別名・同義語 OTel Collectorテレメトリコレクター
ポイント
Collectorは、様々なソースからのテレメトリデータを集約し、複数のバックエンドに送信する役割を担う。設定ファイルを通じて柔軟なデータパイプラインを構築できる。
OpenTelemetry Collectorとは
OpenTelemetry Collectorは、OpenTelemetryプロジェクトの一部として開発されている、観測可能性(Observability)データの収集、処理、エクスポートを行うための強力なツールです。アプリケーションから生成されるトレース、メトリクス、ログといったテレメトリデータを効率的に収集し、様々なバックエンドシステムへ送信する役割を担います。
Collectorの主な機能
- データ収集: 様々なデータソース(アプリケーション、インフラストラクチャなど)からOpenTelemetryプロトコル(OTLP, Jaeger, Zipkinなど)を用いてデータを収集します。

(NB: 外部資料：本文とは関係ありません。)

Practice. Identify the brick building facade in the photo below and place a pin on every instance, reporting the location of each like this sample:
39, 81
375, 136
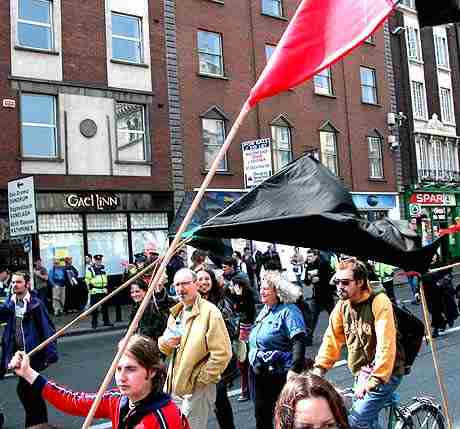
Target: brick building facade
220, 49
131, 100
426, 69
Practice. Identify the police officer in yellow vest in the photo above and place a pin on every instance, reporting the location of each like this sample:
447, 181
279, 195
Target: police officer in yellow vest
96, 280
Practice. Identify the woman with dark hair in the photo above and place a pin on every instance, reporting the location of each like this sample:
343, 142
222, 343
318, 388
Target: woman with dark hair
139, 401
245, 305
276, 344
155, 317
209, 289
310, 401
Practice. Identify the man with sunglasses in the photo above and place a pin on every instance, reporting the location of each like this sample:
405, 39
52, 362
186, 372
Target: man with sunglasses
363, 321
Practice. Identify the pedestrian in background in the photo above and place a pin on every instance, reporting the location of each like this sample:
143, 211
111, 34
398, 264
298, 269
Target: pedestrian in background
276, 345
210, 290
5, 280
41, 281
155, 316
27, 325
297, 261
96, 279
245, 306
71, 286
318, 275
56, 277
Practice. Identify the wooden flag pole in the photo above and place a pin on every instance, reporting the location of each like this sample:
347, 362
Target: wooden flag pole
434, 354
87, 312
154, 281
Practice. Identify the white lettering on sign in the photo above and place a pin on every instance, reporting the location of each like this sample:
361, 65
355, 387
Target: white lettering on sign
93, 201
9, 103
433, 199
21, 207
257, 161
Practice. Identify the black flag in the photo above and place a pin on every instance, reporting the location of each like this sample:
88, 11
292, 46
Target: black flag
432, 13
305, 205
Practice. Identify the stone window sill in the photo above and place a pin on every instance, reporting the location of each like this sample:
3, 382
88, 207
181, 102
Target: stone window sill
36, 50
128, 63
38, 159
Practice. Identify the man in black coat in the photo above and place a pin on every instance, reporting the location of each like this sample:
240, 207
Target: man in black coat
318, 274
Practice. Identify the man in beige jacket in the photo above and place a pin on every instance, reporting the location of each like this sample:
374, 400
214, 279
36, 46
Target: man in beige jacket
198, 344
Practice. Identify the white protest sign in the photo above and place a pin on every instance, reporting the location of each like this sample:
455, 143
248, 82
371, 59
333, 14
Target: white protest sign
21, 207
257, 161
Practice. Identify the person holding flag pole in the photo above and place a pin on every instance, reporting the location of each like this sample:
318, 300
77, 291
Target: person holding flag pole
320, 33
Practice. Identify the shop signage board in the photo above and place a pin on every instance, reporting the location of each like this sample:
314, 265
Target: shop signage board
257, 161
93, 201
21, 207
433, 199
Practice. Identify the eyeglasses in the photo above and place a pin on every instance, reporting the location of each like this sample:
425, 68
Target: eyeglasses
345, 282
180, 284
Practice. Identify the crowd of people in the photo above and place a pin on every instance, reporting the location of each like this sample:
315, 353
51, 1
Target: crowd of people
209, 322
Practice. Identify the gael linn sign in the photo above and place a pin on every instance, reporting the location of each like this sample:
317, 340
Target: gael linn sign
21, 207
93, 201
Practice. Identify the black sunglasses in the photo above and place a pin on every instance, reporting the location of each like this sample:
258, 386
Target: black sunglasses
345, 282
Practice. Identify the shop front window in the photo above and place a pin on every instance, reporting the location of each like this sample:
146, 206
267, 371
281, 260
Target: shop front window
60, 245
157, 240
113, 245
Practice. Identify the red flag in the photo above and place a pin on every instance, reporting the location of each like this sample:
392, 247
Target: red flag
320, 33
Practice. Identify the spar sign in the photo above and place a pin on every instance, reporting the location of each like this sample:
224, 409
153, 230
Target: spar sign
432, 199
21, 207
257, 161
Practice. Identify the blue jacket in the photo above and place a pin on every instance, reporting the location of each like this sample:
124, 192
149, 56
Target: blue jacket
37, 327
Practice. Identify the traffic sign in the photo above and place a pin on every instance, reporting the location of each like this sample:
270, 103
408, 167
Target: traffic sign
21, 207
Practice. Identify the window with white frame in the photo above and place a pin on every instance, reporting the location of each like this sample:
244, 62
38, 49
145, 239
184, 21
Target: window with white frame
35, 24
375, 157
38, 126
213, 138
368, 85
413, 43
269, 49
408, 3
127, 38
328, 142
323, 82
272, 7
131, 132
281, 146
447, 108
437, 158
210, 55
441, 50
419, 100
371, 39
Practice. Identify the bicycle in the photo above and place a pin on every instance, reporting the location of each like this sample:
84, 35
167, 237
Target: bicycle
416, 414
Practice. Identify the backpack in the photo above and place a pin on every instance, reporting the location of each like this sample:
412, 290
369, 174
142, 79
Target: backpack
411, 330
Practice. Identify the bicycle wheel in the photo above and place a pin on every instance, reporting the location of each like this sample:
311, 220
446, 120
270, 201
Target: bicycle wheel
421, 414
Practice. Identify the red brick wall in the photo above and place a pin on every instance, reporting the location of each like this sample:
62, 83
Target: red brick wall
305, 110
9, 141
83, 41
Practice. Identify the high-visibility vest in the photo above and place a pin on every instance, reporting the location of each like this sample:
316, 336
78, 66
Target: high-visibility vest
96, 279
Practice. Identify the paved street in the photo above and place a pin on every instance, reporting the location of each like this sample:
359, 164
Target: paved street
84, 360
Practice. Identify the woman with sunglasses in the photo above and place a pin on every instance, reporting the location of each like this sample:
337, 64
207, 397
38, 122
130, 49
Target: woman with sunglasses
276, 345
310, 402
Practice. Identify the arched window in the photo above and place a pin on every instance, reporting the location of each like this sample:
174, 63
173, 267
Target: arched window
213, 136
281, 131
375, 151
328, 147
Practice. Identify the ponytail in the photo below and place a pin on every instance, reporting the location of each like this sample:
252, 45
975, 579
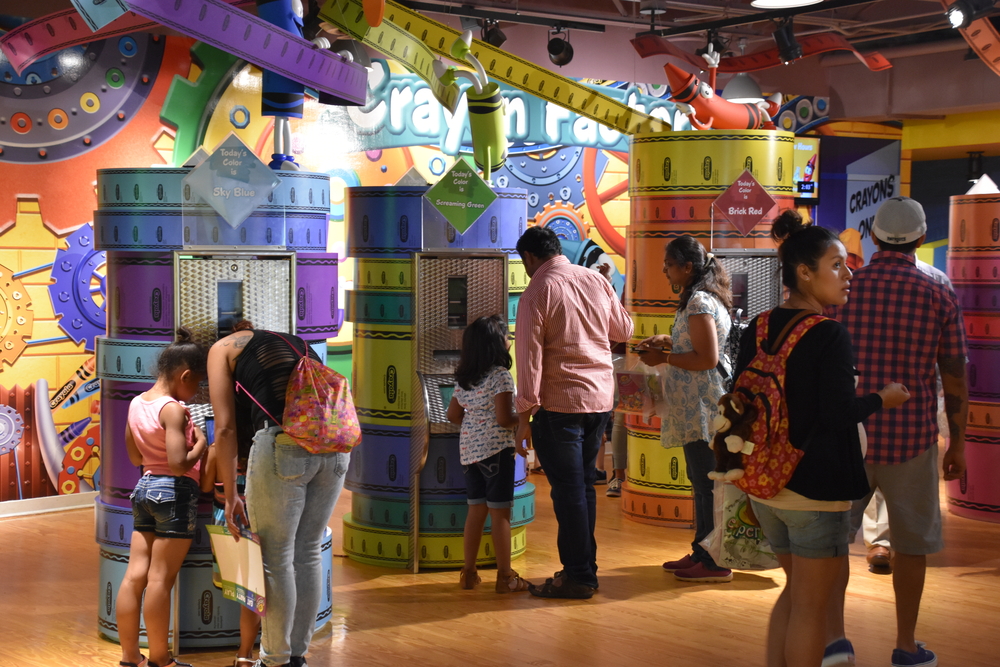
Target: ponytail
799, 244
707, 274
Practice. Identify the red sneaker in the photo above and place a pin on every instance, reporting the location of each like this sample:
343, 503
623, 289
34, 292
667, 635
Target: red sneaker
682, 564
700, 573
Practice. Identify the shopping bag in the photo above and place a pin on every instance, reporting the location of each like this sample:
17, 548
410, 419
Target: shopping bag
638, 386
241, 568
737, 542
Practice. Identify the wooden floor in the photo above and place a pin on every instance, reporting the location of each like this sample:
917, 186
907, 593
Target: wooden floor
641, 616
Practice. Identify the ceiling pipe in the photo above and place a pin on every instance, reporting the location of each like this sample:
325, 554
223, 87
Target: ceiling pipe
843, 58
755, 18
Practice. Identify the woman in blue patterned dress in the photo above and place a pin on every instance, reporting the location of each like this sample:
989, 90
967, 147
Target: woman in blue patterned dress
694, 385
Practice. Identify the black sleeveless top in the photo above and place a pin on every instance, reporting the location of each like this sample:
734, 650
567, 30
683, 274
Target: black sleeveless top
263, 369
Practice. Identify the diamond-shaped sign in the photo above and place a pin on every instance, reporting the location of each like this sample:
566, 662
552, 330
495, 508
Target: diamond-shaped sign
233, 181
461, 196
745, 203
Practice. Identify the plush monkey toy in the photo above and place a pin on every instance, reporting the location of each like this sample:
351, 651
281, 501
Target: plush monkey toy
732, 428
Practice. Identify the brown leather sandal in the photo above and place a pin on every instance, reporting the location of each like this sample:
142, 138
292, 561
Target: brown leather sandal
511, 582
469, 579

- データ処理: 収集したデータをフィルタリング、変換、集約などの処理を行います。これにより、不要なデータの削減や、バックエンドシステムに適した形式への変換が可能になります。
- データエクスポート: 処理されたデータを、Prometheus, Jaeger, Zipkin, Elasticsearch, Datadog, New Relicなど、様々なバックエンドシステムへエクスポートします。
- 設定の柔軟性: 設定ファイル(YAML形式)を通じて、データパイプラインを柔軟に定義できます。受信側(receiver)、処理側(processor)、送信側(exporter)を組み合わせて、様々なユースケースに対応できます。
Collectorのメリット
- ベンダーロックインの回避: ベンダーニュートラルな設計のため、特定のベンダーに依存することなく、観測可能性の基盤を構築できます。

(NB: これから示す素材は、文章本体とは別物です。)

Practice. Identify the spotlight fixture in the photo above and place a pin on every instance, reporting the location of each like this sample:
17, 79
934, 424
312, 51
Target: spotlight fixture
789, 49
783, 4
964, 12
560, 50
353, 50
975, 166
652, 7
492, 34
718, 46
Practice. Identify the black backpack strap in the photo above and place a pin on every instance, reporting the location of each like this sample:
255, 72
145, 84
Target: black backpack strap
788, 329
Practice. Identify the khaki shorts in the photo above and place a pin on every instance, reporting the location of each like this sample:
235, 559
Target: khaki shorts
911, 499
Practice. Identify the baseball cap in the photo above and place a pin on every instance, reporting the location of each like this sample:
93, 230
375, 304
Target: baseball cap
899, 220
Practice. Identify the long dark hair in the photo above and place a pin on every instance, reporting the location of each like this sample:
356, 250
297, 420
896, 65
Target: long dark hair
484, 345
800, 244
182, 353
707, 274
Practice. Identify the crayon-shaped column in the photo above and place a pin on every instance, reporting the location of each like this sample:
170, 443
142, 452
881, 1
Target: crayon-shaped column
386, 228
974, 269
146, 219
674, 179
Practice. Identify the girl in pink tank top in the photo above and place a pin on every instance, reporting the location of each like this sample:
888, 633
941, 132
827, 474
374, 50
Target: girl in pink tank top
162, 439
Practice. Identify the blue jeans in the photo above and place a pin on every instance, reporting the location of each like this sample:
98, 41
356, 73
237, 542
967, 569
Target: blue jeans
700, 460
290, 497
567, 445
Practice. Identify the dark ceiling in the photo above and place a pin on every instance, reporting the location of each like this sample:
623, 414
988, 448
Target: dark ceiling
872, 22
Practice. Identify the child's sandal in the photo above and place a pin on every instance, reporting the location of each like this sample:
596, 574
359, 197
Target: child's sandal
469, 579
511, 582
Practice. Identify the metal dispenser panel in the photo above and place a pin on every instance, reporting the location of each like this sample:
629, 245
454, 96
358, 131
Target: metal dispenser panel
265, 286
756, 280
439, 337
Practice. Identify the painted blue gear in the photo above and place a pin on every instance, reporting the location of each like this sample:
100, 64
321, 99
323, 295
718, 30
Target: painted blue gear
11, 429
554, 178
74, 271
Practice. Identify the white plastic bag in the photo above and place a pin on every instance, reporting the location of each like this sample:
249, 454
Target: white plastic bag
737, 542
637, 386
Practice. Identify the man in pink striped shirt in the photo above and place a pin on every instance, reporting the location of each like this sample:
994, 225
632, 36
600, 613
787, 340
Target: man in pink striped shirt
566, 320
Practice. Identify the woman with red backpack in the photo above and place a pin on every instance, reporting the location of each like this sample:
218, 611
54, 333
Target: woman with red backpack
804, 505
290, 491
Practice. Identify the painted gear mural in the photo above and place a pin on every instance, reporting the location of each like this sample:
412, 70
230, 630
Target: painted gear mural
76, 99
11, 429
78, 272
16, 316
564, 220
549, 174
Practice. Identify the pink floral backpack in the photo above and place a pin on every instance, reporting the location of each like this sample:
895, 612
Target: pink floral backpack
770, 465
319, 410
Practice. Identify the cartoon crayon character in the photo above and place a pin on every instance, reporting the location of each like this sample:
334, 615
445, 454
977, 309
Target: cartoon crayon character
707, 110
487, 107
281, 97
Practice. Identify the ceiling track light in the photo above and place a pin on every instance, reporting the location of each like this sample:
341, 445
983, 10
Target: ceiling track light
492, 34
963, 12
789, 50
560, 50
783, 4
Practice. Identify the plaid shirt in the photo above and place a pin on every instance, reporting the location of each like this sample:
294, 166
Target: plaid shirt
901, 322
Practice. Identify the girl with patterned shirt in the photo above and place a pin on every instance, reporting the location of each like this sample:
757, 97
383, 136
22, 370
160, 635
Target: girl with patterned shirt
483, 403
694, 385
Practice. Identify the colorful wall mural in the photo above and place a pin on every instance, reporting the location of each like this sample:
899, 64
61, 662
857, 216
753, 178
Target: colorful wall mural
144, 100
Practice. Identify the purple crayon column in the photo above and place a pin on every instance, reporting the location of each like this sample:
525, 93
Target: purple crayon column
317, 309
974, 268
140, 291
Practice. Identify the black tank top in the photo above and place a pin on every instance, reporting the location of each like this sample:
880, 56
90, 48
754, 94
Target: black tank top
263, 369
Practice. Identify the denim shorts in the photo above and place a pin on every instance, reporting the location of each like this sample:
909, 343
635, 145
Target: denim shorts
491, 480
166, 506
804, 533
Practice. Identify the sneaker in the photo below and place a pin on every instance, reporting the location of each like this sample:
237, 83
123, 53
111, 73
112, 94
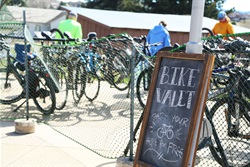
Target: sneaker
70, 86
43, 93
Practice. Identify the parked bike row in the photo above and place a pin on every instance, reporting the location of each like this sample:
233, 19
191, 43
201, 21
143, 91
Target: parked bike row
82, 67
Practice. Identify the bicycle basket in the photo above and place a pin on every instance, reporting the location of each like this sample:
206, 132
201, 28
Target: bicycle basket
244, 86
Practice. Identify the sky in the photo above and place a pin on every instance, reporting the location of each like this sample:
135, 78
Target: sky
240, 5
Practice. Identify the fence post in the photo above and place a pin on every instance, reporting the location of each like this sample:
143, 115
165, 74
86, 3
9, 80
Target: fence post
132, 96
26, 67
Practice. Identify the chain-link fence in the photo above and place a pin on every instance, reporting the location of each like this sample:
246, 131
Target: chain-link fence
83, 90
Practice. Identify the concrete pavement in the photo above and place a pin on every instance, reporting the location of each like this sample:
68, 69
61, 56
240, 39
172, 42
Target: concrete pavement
45, 148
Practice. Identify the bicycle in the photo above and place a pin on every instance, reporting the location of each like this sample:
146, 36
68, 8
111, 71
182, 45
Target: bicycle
233, 101
13, 88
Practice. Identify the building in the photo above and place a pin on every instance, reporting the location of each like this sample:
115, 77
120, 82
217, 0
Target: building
105, 22
38, 19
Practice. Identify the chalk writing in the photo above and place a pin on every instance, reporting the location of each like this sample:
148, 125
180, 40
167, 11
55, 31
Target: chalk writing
171, 110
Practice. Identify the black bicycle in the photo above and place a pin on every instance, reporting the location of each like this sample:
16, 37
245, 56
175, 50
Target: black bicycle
13, 86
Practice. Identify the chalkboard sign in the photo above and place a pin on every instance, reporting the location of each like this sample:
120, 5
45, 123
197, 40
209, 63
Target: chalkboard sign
174, 101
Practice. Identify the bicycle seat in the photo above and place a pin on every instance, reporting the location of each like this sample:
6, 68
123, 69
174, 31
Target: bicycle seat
19, 49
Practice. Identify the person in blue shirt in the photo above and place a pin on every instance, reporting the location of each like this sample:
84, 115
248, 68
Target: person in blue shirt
159, 34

- 高い拡張性: プラグインアーキテクチャを採用しており、様々なデータソースやバックエンドシステムに対応できます。
- 集中管理: 複数のアプリケーションやインフラストラクチャからのテレメトリデータを一元的に管理できます。
- パフォーマンス: 高いパフォーマンスとスケーラビリティを実現しており、大規模なシステムにも対応できます。
Collectorの利用例
- マイクロサービスアーキテクチャにおける分散トレーシングの実現
- Kubernetes環境におけるコンテナのメトリクス収集
- アプリケーションログの集約と分析
OpenTelemetry Collectorは、現代の分散システムにおける観測可能性を実現するための重要なツールです。